Em março do ano passado, em entrevista ao Expresso, gerou polémica uma declaração, puxada para título, em que o eurodeputado advogava algumas limitações à imigração na União Euripeia: “Precisamos de pessoas, mas não de quaisquer pessoas; têm obrigação de respeitar as nossas leis, tradições e cultura”. E contextualizou uma tirada anterior, em entrevista ao Observador, em que defendeu que “a Europa só deve acolher quem não nos faça reféns”: “Isto é, por exemplo, rejeitar a estupidez de escolas alemãs que proíbem que os alunos comam carne de porco.”
Ainda na pré-campanha para as europeias de 2019, Melo participou num debate dedicado ao tema “A caça e a Lei das Armas”, em Leiria. Antes disso, ao Diário de Notícias, explicou a sua oposição à proposta de alteração à Lei das Armas, anunciada pelo Governo, que iria transpor uma diretiva comunitária – que o democrata-cristão já tinha contestado, posição que mereceu o elogio do lobistas do setor.

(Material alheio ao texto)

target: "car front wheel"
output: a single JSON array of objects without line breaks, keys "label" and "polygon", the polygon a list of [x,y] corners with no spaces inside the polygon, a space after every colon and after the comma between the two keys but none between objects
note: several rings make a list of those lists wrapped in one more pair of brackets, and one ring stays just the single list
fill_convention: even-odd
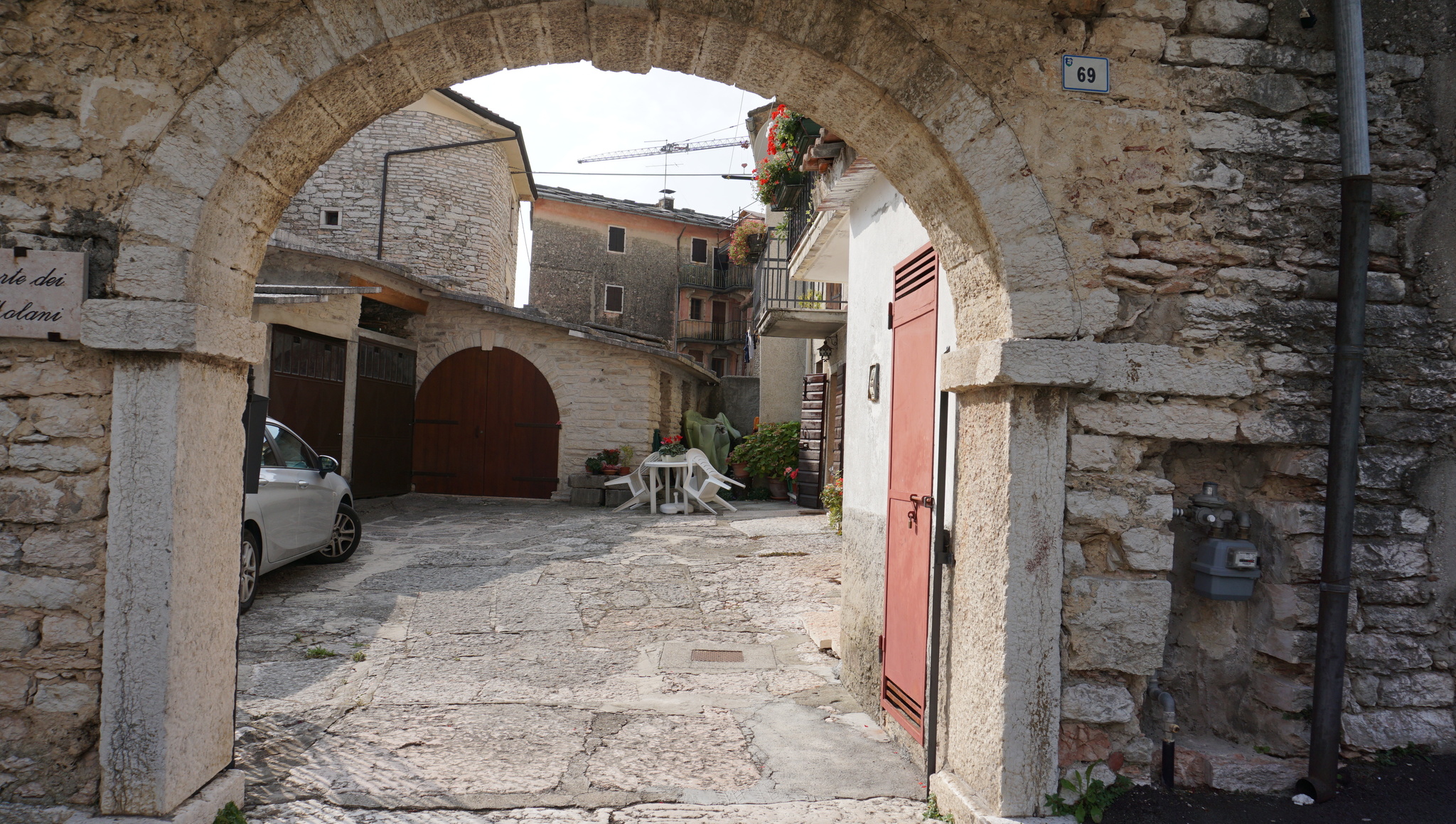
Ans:
[{"label": "car front wheel", "polygon": [[329,543],[317,552],[319,560],[325,563],[348,560],[358,549],[363,534],[360,514],[354,511],[354,507],[339,504],[339,511],[333,514],[333,531],[329,534]]},{"label": "car front wheel", "polygon": [[253,598],[258,597],[258,569],[262,565],[258,536],[248,527],[243,527],[239,556],[237,614],[243,614],[252,609]]}]

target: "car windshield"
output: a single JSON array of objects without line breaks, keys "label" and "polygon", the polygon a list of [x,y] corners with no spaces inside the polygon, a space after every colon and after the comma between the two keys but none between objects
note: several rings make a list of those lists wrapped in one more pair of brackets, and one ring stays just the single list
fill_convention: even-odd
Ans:
[{"label": "car windshield", "polygon": [[309,447],[304,445],[298,435],[282,429],[281,427],[268,427],[268,437],[272,438],[274,448],[268,448],[264,444],[264,466],[287,466],[290,469],[312,469],[309,463]]}]

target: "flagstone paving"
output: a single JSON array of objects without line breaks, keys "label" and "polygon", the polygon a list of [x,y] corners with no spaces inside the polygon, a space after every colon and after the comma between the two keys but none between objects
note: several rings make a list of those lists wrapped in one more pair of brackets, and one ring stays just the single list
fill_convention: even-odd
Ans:
[{"label": "flagstone paving", "polygon": [[804,632],[839,603],[823,515],[360,511],[354,559],[266,575],[243,616],[250,821],[920,821],[920,769]]}]

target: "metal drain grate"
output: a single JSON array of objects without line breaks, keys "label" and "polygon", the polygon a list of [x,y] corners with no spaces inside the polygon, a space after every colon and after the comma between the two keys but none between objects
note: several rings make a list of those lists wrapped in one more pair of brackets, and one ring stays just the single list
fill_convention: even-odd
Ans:
[{"label": "metal drain grate", "polygon": [[743,664],[743,651],[738,649],[693,649],[693,661],[713,661],[718,664]]}]

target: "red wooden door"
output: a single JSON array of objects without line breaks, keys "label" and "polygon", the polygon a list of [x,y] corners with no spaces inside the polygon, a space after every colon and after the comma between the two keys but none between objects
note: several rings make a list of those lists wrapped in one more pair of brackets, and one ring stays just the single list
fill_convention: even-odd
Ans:
[{"label": "red wooden door", "polygon": [[556,396],[510,349],[463,349],[415,396],[415,491],[550,498],[561,421]]},{"label": "red wooden door", "polygon": [[895,266],[890,373],[890,502],[881,706],[923,741],[935,495],[935,364],[939,259],[929,245]]}]

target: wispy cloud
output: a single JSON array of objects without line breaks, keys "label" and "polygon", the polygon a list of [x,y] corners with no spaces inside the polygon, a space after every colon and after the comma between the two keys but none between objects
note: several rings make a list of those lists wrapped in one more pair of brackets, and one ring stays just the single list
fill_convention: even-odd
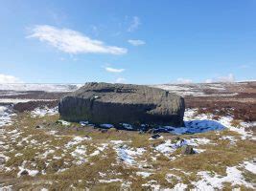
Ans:
[{"label": "wispy cloud", "polygon": [[128,42],[133,46],[141,46],[141,45],[145,45],[146,43],[143,40],[132,40],[129,39],[128,40]]},{"label": "wispy cloud", "polygon": [[192,83],[192,80],[187,79],[187,78],[183,78],[183,77],[179,77],[176,79],[176,82],[179,84],[189,84],[189,83]]},{"label": "wispy cloud", "polygon": [[140,24],[141,24],[140,18],[138,16],[133,16],[132,21],[128,29],[128,32],[131,32],[136,31],[139,28]]},{"label": "wispy cloud", "polygon": [[105,70],[109,73],[123,73],[125,71],[125,69],[115,69],[110,67],[105,67]]},{"label": "wispy cloud", "polygon": [[213,83],[213,82],[234,82],[235,76],[233,74],[229,74],[225,76],[219,76],[213,79],[206,79],[205,83]]},{"label": "wispy cloud", "polygon": [[239,66],[240,69],[248,69],[249,67],[250,66],[248,64],[243,64]]},{"label": "wispy cloud", "polygon": [[126,81],[127,81],[127,79],[126,78],[124,78],[124,77],[119,77],[119,78],[117,78],[116,79],[116,83],[126,83]]},{"label": "wispy cloud", "polygon": [[23,81],[19,79],[18,77],[0,74],[0,84],[3,84],[3,83],[23,83]]},{"label": "wispy cloud", "polygon": [[68,53],[110,53],[124,54],[125,48],[105,45],[103,41],[94,40],[88,36],[69,29],[58,29],[49,25],[38,25],[32,29],[29,38],[37,38],[47,42],[59,51]]}]

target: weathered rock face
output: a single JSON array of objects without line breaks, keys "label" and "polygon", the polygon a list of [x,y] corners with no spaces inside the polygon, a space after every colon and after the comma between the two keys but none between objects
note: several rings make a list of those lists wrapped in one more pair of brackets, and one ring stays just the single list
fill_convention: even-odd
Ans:
[{"label": "weathered rock face", "polygon": [[182,126],[184,99],[157,88],[128,84],[86,83],[62,97],[60,117],[91,123]]}]

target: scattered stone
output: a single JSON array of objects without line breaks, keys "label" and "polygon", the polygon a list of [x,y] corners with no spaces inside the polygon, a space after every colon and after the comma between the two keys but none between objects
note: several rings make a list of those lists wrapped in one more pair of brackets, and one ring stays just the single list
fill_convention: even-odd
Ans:
[{"label": "scattered stone", "polygon": [[27,170],[23,170],[21,173],[20,173],[20,176],[27,176],[29,175],[29,172]]},{"label": "scattered stone", "polygon": [[154,135],[152,135],[151,136],[151,138],[152,139],[156,139],[156,138],[160,138],[161,136],[159,135],[159,134],[154,134]]},{"label": "scattered stone", "polygon": [[181,153],[183,155],[193,155],[196,154],[193,147],[191,145],[184,145],[181,147]]}]

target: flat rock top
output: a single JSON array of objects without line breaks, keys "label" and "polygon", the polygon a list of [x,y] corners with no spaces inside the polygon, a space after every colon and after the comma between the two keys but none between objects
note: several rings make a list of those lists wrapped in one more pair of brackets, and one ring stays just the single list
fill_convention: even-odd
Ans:
[{"label": "flat rock top", "polygon": [[71,94],[77,97],[95,97],[104,102],[155,103],[179,99],[180,96],[167,91],[144,85],[86,83]]},{"label": "flat rock top", "polygon": [[156,104],[159,107],[176,108],[180,96],[167,91],[131,84],[86,83],[71,96],[95,98],[102,102],[123,104]]}]

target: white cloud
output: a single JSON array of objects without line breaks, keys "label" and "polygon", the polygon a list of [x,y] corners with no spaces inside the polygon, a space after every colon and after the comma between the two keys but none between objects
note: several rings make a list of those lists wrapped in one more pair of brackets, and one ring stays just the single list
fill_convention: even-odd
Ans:
[{"label": "white cloud", "polygon": [[205,83],[213,83],[213,79],[206,79]]},{"label": "white cloud", "polygon": [[109,73],[123,73],[125,71],[125,69],[114,69],[110,67],[105,67],[105,70]]},{"label": "white cloud", "polygon": [[140,18],[138,16],[133,16],[132,21],[128,29],[128,32],[131,32],[138,29],[140,25]]},{"label": "white cloud", "polygon": [[128,42],[133,46],[140,46],[140,45],[145,45],[146,43],[143,40],[128,40]]},{"label": "white cloud", "polygon": [[189,84],[189,83],[192,83],[192,80],[179,77],[179,78],[176,79],[176,82],[180,83],[180,84]]},{"label": "white cloud", "polygon": [[119,77],[116,79],[116,83],[126,83],[127,79],[123,77]]},{"label": "white cloud", "polygon": [[18,77],[0,74],[0,84],[5,83],[22,83],[22,81]]},{"label": "white cloud", "polygon": [[243,64],[243,65],[239,66],[239,68],[241,68],[241,69],[248,69],[249,68],[249,65]]},{"label": "white cloud", "polygon": [[49,25],[38,25],[32,29],[29,38],[38,38],[59,51],[68,53],[110,53],[124,54],[125,48],[107,46],[104,42],[89,38],[82,33],[69,30],[58,29]]},{"label": "white cloud", "polygon": [[235,76],[233,74],[229,74],[226,76],[219,76],[214,79],[206,79],[205,83],[213,83],[213,82],[234,82]]}]

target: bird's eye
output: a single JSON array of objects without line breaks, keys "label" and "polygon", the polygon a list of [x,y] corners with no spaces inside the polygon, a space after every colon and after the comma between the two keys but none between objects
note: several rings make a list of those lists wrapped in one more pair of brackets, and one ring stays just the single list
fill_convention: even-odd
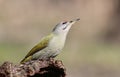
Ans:
[{"label": "bird's eye", "polygon": [[66,24],[67,22],[63,22],[62,24]]}]

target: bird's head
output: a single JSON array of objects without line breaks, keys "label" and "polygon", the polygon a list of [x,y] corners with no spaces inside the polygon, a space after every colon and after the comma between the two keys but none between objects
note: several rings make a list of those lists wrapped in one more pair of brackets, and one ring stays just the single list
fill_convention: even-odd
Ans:
[{"label": "bird's head", "polygon": [[55,34],[67,34],[68,31],[70,30],[71,26],[76,22],[79,21],[80,19],[75,19],[71,21],[64,21],[58,23],[55,28],[53,29],[53,32]]}]

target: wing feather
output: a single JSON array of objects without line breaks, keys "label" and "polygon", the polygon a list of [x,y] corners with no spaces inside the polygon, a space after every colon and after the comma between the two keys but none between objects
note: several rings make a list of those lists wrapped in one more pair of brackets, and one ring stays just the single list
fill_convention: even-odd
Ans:
[{"label": "wing feather", "polygon": [[21,62],[24,62],[29,56],[32,56],[36,52],[46,48],[52,37],[53,37],[53,34],[50,34],[50,35],[46,36],[45,38],[43,38],[40,43],[38,43],[36,46],[34,46],[30,50],[30,52],[25,56],[25,58]]}]

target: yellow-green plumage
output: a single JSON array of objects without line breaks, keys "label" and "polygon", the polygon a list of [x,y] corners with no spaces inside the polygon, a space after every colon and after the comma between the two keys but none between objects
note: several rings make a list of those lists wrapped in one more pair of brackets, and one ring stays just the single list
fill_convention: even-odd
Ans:
[{"label": "yellow-green plumage", "polygon": [[25,58],[21,61],[21,63],[31,60],[33,54],[35,54],[36,52],[47,47],[47,45],[52,37],[53,37],[53,34],[50,34],[50,35],[44,37],[39,44],[37,44],[30,50],[30,52],[25,56]]},{"label": "yellow-green plumage", "polygon": [[67,33],[69,32],[72,24],[78,20],[79,19],[57,24],[52,33],[44,37],[39,44],[34,46],[21,63],[33,59],[49,59],[57,56],[64,47]]}]

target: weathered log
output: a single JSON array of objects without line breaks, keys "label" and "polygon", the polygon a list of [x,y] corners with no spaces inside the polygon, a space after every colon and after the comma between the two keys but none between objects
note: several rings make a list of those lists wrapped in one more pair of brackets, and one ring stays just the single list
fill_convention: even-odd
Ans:
[{"label": "weathered log", "polygon": [[65,77],[66,69],[60,60],[32,60],[14,65],[4,62],[0,66],[0,77]]}]

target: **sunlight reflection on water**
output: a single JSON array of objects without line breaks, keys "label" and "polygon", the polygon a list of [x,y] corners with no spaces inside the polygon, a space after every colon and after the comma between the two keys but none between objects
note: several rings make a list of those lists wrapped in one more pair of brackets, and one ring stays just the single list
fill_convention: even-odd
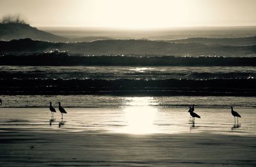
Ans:
[{"label": "sunlight reflection on water", "polygon": [[229,107],[198,108],[196,105],[195,112],[201,118],[193,124],[188,108],[157,107],[157,99],[125,97],[119,107],[66,108],[68,113],[63,121],[58,109],[52,119],[46,107],[0,108],[0,131],[256,135],[255,108],[236,107],[242,118],[235,124]]}]

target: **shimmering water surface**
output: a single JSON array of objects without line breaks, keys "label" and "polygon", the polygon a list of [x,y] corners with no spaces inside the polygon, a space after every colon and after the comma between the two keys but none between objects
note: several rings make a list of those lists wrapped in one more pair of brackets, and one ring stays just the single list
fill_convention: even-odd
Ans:
[{"label": "shimmering water surface", "polygon": [[253,67],[1,66],[2,79],[247,79]]},{"label": "shimmering water surface", "polygon": [[47,107],[0,108],[0,129],[101,131],[136,134],[200,132],[256,134],[255,108],[235,107],[242,116],[239,122],[235,123],[230,107],[200,108],[196,106],[195,112],[201,118],[196,118],[195,123],[193,123],[188,107],[160,107],[157,106],[159,102],[153,97],[123,98],[124,104],[119,107],[65,107],[68,114],[64,115],[63,120],[57,106],[54,118]]}]

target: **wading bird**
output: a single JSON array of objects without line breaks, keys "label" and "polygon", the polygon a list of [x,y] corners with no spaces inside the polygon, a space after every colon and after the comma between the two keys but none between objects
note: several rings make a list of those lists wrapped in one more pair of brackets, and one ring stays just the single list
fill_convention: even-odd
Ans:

“O que se tenta com esta alteração à lei é antigo e é limitar o mais possível o porte de arma. A questão é: um cidadão que não pertença às forças de segurança pode ou não ter armas? Eu acho que sim”, disparou. Algum tempo depois, em entrevista ao Observador, Assunção Cristas, então presidente do CDS, puxou-lhe o tapete. “Em Portugal, felizmente, esse não é um assunto e não será pela mão do CDS que passará a ser”, disse.
Vox? “Está para o PP como a Aliança para o PSD”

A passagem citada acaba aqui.